= Jeremy Hayes (radio editor) =

Jeremy Hayes is a senior executive and former News Editor who works for the British Broadcasting Corporation.

Jeremy Hayes was educated at the University of Edinburgh and graduated M.A ( Hons) in Mental Philosophy. He joined BBC News in 1987 after starting as a freelance reporter for the consumer affairs programme 'You & Yours' and 'Network UK'on BBC World Service, and as a researcher for "The Friday Alternative" Channel 4. Until 2012 he was Senior Output Editor for The World Tonight, Radio 4's evening news and current affairs programme. His programme on October 16, 1998, is credited with forcing the hands of the authorities leading to the arrest of General Augusto Pinochet. In August 2006 in the absence of a parliamentary emergency debate on the crisis in the Lebanon, despite many calls from backbenchers, he organised and produced a two-hour debate with MPs according to House of Commons rules which was broadcast in edited form on Radio 4 and continuously online (https://www.bbc.co.uk/radio4/news/recall_parliament.shtml). His programme on the demise of the Rover car company (March 8, 2005) won a Bronze Sony award in 2006 for breaking news. He has also worked on the Today programme, BBC 4 News and BBC World TV.

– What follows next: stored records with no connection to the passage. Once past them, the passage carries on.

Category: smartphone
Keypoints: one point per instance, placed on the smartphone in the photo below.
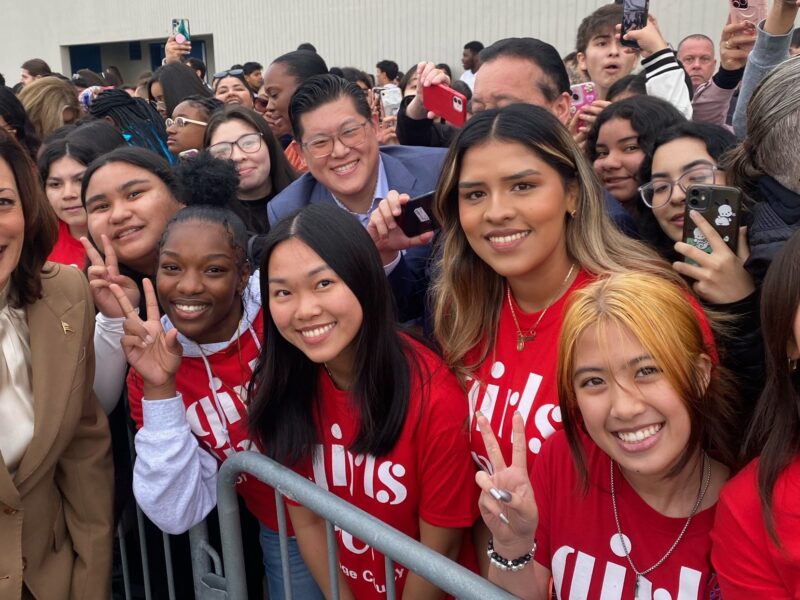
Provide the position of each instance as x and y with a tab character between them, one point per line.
754	11
417	216
180	29
721	207
634	16
447	103
391	97
582	94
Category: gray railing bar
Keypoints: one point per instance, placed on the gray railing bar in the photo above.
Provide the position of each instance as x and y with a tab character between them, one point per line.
123	555
168	565
333	559
427	563
388	565
283	540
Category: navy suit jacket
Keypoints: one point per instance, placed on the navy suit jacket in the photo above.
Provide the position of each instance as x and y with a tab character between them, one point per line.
409	170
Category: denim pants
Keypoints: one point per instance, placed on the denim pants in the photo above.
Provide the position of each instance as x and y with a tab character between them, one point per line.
303	585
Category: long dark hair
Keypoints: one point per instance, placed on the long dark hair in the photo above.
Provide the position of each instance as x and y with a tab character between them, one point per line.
14	115
41	229
283	390
775	429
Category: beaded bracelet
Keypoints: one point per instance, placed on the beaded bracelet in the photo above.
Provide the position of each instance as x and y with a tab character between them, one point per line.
505	564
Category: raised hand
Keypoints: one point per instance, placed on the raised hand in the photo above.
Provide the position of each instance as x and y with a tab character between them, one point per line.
506	502
102	273
386	233
720	276
155	355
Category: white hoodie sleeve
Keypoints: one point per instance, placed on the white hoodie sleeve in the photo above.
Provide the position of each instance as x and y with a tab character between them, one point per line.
174	480
666	79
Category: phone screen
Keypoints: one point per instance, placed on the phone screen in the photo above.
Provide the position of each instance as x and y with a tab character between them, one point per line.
634	16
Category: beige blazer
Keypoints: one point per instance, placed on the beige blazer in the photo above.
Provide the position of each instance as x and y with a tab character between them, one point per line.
56	512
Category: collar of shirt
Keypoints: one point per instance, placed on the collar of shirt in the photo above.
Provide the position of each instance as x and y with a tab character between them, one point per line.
381	191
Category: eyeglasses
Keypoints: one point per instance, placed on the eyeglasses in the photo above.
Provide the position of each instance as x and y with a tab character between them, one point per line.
658	192
248	143
351	136
234	72
182	122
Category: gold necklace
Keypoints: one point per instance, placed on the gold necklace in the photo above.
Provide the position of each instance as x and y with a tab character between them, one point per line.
521	337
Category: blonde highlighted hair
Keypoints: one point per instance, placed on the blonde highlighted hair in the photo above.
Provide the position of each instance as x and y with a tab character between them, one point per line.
45	101
467	292
668	325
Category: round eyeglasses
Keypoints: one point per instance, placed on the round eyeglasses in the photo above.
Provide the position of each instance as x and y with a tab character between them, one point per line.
248	143
350	136
658	192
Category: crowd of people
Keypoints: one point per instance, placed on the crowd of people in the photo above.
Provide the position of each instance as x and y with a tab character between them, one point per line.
582	382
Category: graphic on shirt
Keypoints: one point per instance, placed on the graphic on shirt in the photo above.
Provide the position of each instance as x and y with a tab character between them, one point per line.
496	405
614	574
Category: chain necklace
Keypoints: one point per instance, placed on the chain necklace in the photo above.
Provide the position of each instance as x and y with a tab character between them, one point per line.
700	495
521	337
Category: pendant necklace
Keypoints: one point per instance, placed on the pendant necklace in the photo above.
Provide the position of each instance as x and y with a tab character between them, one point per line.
700	495
522	339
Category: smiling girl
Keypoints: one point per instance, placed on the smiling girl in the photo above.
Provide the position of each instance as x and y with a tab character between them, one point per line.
337	379
622	501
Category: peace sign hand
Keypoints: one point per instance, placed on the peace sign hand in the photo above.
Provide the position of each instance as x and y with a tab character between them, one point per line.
155	355
102	273
506	502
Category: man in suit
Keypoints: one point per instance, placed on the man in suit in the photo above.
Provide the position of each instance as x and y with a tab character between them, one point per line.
332	123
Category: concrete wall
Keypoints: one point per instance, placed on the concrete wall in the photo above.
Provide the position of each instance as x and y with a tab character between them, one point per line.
346	32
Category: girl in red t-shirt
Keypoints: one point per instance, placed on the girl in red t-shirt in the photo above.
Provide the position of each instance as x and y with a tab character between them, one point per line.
620	503
524	226
344	398
756	537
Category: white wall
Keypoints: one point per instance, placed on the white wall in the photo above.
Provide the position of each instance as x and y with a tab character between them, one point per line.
346	32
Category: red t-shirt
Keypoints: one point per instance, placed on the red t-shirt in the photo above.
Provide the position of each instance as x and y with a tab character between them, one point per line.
748	562
577	537
509	380
232	369
428	474
68	250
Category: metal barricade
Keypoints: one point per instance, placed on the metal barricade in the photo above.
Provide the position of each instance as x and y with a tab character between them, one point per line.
396	546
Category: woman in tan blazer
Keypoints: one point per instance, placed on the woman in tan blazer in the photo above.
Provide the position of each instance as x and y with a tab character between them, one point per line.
56	478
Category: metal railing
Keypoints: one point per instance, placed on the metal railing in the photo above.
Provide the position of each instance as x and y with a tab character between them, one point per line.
396	546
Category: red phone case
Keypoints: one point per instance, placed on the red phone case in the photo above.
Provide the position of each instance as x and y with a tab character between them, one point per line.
447	103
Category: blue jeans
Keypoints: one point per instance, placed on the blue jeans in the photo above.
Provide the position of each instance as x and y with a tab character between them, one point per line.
303	585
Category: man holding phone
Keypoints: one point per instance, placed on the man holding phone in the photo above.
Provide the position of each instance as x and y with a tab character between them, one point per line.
332	123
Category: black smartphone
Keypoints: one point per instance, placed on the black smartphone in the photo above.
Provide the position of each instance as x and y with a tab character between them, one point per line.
721	207
634	16
417	216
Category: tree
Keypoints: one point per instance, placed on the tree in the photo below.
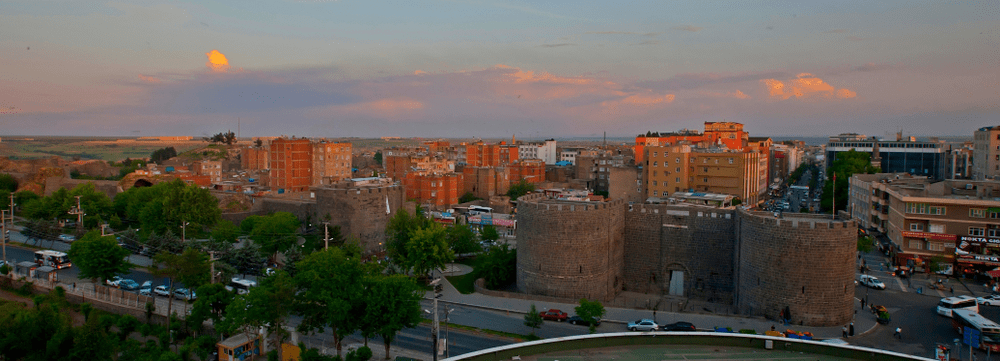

In 2009 he was appointed to the BBC Fellowship at the Reuter's Institute for the Study of Journalism, at Green College, University of Oxford. His subsequent report on the Freedom of Information Act 2000 and its implementation by journalists and government, entitled "A Shock to the System" was published in May 2009. From 2012 to 2013 he was Editor, Rural affairs, BBC Audio and Music, responsible for 'Farming Today','The Food Programme', 'Costing The Earth', 'Open Country', 'Ramblings' and 'On Your Farm'. From January -June 2014 he was Assistant editor, The World at One on BBC Radio 4. Following this he became a senior editorial adviser to the Director of News BBC, and was then seconded to the Office of the Director-General and Chairman of the BBC as an adviser. He is currently Complaints Director, Executive Complaints Unit, BBC.